Democratic and female lawmakers are trying to widen the border’s catch and release loopholes by portraying women and children as the most pitiable victims of President Donald Trump’s immigration policies.
“This administration is clearly decided that they’re going to attack women, children, and their families,” said Sen. Kamala Harris (D-CA) at a Thursday press event. “The government should be in the business of keeping families together not tearing families apart.”
“My office is flooded with stories of moms who are literally screaming as their children are ripped from their arms,” said Reps. Pramila Jayapal, (D-WA). “When the attorney general says he’s going to institute a new policy at the border that literally tears children from their mothers we know that it is shameful,” Jayapal said.
Harris said she and Jayapal have introduced the “Detention Oversight Not Expansion Act” that would reduce the capacity of border detention centers. If the centers are reduced, border officials will be forced to release more migrant families into the United States because the existing detention facilities would be overwhelmed.

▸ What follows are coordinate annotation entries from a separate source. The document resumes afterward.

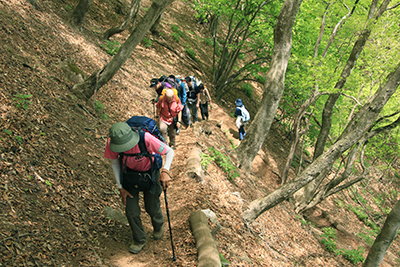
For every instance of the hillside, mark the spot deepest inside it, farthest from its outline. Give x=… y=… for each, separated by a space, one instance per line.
x=56 y=184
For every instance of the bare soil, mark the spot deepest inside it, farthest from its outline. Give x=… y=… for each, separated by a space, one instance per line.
x=55 y=182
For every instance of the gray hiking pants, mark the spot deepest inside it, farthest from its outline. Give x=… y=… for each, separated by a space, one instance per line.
x=152 y=206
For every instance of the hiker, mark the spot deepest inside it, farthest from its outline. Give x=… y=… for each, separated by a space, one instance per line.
x=125 y=140
x=193 y=99
x=242 y=118
x=183 y=96
x=159 y=85
x=168 y=109
x=205 y=98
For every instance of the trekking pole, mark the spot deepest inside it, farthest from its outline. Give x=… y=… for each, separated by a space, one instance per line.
x=169 y=224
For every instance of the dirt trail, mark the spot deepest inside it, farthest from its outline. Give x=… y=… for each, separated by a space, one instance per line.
x=159 y=253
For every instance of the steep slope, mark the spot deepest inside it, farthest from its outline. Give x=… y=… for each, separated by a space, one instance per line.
x=55 y=182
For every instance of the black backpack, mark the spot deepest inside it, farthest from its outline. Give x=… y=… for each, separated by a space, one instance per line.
x=171 y=80
x=135 y=180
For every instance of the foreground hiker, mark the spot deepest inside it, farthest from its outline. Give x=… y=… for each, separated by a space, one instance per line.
x=124 y=140
x=242 y=118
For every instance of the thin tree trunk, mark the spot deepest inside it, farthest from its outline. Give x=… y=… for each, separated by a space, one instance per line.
x=135 y=6
x=304 y=196
x=385 y=238
x=358 y=127
x=298 y=134
x=273 y=88
x=155 y=25
x=89 y=86
x=79 y=13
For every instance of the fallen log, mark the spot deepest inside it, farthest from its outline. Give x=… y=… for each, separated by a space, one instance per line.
x=207 y=253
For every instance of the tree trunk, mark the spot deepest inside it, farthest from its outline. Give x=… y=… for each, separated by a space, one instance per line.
x=153 y=29
x=326 y=124
x=304 y=196
x=298 y=133
x=79 y=13
x=135 y=6
x=273 y=88
x=207 y=252
x=87 y=88
x=356 y=129
x=385 y=238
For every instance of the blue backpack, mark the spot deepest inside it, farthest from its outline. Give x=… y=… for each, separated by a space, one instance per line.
x=132 y=180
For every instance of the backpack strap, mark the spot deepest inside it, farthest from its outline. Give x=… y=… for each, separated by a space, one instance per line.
x=143 y=152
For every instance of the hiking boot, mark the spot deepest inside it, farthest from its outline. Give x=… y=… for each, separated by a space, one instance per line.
x=158 y=234
x=136 y=248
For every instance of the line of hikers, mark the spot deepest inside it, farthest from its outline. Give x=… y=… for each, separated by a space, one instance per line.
x=178 y=100
x=135 y=148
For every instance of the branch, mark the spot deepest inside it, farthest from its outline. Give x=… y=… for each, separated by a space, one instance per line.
x=393 y=7
x=352 y=97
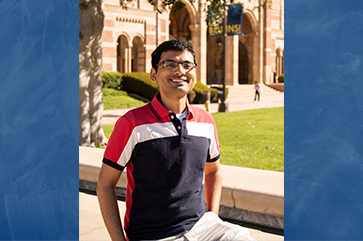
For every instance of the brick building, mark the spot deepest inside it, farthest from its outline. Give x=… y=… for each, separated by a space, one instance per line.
x=130 y=36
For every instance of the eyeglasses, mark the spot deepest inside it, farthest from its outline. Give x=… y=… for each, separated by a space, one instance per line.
x=171 y=64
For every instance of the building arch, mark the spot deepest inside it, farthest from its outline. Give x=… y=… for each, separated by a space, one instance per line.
x=243 y=64
x=245 y=51
x=252 y=19
x=137 y=54
x=279 y=62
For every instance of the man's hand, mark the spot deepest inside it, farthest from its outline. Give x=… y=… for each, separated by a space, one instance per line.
x=213 y=185
x=106 y=194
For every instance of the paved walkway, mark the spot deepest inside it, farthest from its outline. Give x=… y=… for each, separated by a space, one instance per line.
x=91 y=223
x=91 y=226
x=234 y=104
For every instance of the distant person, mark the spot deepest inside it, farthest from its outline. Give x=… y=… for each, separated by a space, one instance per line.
x=258 y=89
x=168 y=147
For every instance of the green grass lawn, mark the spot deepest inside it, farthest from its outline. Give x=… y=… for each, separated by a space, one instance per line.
x=117 y=99
x=251 y=138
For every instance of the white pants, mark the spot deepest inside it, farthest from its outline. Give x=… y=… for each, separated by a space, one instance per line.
x=211 y=228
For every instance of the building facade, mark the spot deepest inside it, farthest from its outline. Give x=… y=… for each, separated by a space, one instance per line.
x=129 y=37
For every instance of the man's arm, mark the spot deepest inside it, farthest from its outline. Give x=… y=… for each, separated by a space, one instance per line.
x=106 y=194
x=213 y=185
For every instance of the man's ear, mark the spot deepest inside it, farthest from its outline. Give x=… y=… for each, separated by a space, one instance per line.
x=153 y=74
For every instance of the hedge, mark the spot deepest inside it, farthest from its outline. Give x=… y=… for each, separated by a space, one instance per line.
x=111 y=80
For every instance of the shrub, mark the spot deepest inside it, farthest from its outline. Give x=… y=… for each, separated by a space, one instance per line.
x=219 y=88
x=191 y=96
x=111 y=80
x=281 y=78
x=139 y=83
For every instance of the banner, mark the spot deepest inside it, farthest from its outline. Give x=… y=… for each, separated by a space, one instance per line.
x=234 y=22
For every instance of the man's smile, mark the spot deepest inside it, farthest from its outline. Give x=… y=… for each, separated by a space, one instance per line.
x=180 y=79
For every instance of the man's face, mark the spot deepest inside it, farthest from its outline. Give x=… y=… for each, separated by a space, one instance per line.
x=177 y=82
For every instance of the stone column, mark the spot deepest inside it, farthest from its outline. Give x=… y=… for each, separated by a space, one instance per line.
x=90 y=73
x=128 y=59
x=255 y=56
x=202 y=45
x=195 y=29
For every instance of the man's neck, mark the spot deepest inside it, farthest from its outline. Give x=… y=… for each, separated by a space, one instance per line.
x=174 y=105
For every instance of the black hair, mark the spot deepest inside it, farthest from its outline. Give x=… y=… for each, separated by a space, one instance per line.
x=170 y=45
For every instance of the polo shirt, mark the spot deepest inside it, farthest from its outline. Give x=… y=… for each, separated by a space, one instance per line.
x=165 y=160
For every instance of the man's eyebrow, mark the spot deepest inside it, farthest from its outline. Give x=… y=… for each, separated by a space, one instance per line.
x=177 y=61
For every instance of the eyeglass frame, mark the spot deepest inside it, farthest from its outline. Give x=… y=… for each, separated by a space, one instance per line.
x=195 y=65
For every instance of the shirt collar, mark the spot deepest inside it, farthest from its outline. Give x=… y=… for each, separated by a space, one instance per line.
x=161 y=111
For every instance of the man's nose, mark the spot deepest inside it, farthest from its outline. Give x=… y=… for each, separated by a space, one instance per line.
x=180 y=69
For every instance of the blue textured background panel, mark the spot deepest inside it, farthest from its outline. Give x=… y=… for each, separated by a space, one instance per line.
x=39 y=120
x=323 y=120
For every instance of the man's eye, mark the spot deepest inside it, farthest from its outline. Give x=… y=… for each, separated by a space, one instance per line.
x=187 y=65
x=170 y=65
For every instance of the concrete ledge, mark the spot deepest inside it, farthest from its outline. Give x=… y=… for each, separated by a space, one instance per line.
x=277 y=86
x=248 y=195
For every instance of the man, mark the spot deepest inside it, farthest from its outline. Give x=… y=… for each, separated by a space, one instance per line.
x=90 y=73
x=166 y=145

The press event is part of the large progressive pushback against the administration’s popular policy of enforcing the nation’s immigration laws. For example, Trump’s deputies are trying to end the “catch and release” policy which allow migrants to overwhelm border walls and flood into the United States in search of jobs. To close up this loophole Trump’s deputies are now holding adults in detention until their claims are processed, and they are sent home.
If the migrants bring children to help them get “catch and release,” the children are kept safe in facilities run by the Department of Health and Human Services until they can be reunited with their parent or parents as they are deported.
Progressives know that if border officials are forced to keep the children with their parents, then a separate legal rule — the 1997 Flores settlement — requires them to release the families after 20 days, even if their legal cases are still being processed.
Trump’s deputies are trying to close other loopholes. For example, deputies working for former President Barack Obama previously allowed women who reported they had been abused by a spouse or partner to gain asylum based solely on that claim.
On Thursday, Harris, Jayapal, Sen. Catherine Cortez Masto (D-NV) and Rep. Michelle Lujan Grisham, (D-N) showcased feminists and pro-migration rights groups where they announced they were sending a letter protesting Trump’s policies to Senate and House leadership.
The Democratic politicians were backed up by various pro-migration groups, including MomsRising, American Association of University Women, Feminist Majority Foundation, League of United Latin America Citizens, and Mi Familia Vote.
The activists and lawmakers slammed Trump for what they said are policies that mistreat children and pregnant women and separates families.
But none spoke about the impact of unlimited immigration has on American mothers and their children, and none of the lawmakers took questions from reporters.
Harris claimed that children separated from their mothers could face potentially lifelong impact because of “trauma” and women who are pregnant and in immigration centers are deprived of proper care to the point that some suffer miscarriages.
Harris said she and Jayapal have introduced the “Detention Oversight Not Expansion Act” to cut beds in detention centers and prohibit expansion or new construction of such centers.
“From the rhetoric on the campaign trail to every single immigration effort has all been designed to put fear into our communities; to lead by anger and hostility and to punish those among us who should be least punished,” Grisham said.
The letter sent to Congress includes a long list of alleged transgressions by the Trump administration, including “policies that endanger the lives and livelihoods of immigrant women, tear families apart, undermine fair pay, and leave children without the family members who love them.”
The letter said that immigrant women are no longer reporting rape or domestic violence because of fear of “enforcement” of immigration law and denounced Trump ending Deferred Action for Childhood Arrivals (DACA) and Temporary Protection Status (TPS) for individuals who no longer face threats in their homeland.
“As organizations that represent women and families, we reject this President’s treatment of immigrant women and children and call on Congress to enact policies that respect the sanctity of a family, create a common-sense and humane immigration process, and build a brighter future for the United States,” the letter concludes.
“Make no mistake, when pregnant immigrant women are being detained and denied the health care they need, it’s a women’s issue,” MomsRising Executive Vice President Donna Norton said in a press release distributed at the press conference. “When asylum-seeking parents fleeing gangs and state-sponsored violence come here only to be torn apart from their children – and when children are purposefully separated from moms by our government – it’s a women’s issue.”